「取材を受けます」先方から突然の連絡が
転機は「週刊現代」での連載「ザ・芸能界」の原稿にあった。田崎氏は第3回の原稿に「バーニング創業者の周防郁雄は、'75年にジャニーズ事務所から郷ひろみを移籍させ、繁栄の礎を築いていった。バーニングのビジネスについては、稿を改めて詳述したい」と書いた。
「軽い気持ちだったんですよ。取材は難しいよなあと思いつつ。ただ、やりたいとは当然思いますよね」。ところが、その原稿を読んだ周防氏側から「内容によっては取材を受けます」という連絡が編集部に来た。「全然、裏ルートとかは使っていない」と田崎氏は振り返る。
世間の噂とは大きく異なる実像
実際に会った周防氏の印象は、世間のイメージとは大きく異なっていた。「めちゃくちゃソフトな人」だった周防氏は、約束の時間よりもかなり早く現れた。

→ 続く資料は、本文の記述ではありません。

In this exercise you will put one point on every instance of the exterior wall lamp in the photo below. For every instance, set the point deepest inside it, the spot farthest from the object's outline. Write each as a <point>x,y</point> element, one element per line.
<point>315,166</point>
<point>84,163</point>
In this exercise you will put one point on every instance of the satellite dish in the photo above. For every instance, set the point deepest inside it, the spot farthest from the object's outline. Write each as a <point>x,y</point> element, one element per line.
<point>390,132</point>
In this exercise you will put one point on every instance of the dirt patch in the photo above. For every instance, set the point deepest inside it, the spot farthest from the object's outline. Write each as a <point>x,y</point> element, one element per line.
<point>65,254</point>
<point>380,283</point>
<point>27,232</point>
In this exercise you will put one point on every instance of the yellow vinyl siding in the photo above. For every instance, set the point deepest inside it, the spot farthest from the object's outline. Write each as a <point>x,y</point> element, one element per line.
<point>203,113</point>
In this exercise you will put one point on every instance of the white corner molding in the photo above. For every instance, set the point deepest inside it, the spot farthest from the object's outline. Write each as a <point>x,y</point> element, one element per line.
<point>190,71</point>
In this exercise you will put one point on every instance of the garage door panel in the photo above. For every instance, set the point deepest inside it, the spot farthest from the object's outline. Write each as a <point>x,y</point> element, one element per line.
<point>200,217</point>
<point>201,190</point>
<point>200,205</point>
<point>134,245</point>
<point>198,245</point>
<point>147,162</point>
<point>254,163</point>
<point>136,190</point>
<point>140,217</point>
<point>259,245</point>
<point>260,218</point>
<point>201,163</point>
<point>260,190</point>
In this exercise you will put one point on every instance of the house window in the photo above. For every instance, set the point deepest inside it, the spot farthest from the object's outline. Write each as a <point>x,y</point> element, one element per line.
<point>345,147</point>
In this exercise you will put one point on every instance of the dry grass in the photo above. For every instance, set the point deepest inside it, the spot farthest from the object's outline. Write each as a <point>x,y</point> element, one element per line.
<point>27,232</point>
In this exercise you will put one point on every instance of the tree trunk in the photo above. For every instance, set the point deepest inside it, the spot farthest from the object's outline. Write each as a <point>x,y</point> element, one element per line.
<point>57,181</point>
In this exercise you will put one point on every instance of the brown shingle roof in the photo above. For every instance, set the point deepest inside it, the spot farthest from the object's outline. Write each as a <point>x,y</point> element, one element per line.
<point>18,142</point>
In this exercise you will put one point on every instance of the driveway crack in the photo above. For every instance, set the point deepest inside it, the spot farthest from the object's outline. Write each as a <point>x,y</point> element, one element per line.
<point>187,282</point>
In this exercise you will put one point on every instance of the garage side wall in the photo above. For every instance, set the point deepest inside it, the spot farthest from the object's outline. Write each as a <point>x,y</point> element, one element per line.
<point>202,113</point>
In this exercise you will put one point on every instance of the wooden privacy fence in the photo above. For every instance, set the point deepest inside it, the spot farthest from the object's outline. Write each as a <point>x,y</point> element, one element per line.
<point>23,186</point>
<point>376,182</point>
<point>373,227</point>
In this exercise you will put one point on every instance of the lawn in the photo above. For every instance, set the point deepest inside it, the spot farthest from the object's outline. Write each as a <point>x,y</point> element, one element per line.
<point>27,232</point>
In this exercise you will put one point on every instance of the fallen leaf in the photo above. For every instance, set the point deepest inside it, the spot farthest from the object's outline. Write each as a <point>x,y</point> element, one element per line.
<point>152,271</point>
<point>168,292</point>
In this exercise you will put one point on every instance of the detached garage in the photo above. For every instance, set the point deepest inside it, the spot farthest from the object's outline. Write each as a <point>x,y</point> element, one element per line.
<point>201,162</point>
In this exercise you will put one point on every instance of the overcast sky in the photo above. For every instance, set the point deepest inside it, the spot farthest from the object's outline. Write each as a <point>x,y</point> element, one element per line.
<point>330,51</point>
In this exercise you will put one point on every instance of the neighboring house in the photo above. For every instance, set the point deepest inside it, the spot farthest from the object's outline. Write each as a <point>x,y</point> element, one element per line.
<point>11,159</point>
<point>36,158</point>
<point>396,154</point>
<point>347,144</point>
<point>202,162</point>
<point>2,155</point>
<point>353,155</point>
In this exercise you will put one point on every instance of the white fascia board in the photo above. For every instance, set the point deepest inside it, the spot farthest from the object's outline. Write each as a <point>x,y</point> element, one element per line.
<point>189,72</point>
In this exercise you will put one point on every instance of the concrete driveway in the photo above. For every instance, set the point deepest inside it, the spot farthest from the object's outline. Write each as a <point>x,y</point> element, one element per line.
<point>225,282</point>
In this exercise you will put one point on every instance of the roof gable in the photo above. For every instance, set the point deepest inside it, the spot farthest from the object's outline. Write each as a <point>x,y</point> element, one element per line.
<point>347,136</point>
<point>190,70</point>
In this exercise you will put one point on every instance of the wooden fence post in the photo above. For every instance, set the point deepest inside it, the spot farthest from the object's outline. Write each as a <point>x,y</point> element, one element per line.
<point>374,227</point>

「優しいし、言葉にも気遣いを感じた。年下の相手にも上からでなく、非常に丁寧な口調」と田崎氏は語る。ただし、サザンの件に関しては「声が大きくなるとか、動きがちょっと強くなる時もありました」という。
周防氏はなぜ取材に応じた?
周防氏が取材に応じた背景には、情報環境の変化があったのでは、と田崎氏は語る。
「昔だったら新聞や週刊誌、いわゆるプロフェッショナルの方が取材して書く。ある程度の節度があったけれども、今はネットで誰でも噂話を書けますよね。書き込みが増えることによって、噂が真実として広まってしまう。芸能界側から伝えていかなきゃいけない、という意識が高まっている気がする」
サザンの件は「そもそもうちのタレントだという言い方でした。それをちゃんと喋りたいからこそ、僕の取材を受けた」という動機があったという。「誰も周防さんにそういうことを正面から聞いたことがなかった」のだ。
田崎氏の9年に及ぶ取材は、芸能界の重鎮たちが沈黙を破り、自らの言葉で歴史を語ってもらう貴重な機会を生み出すこととなった。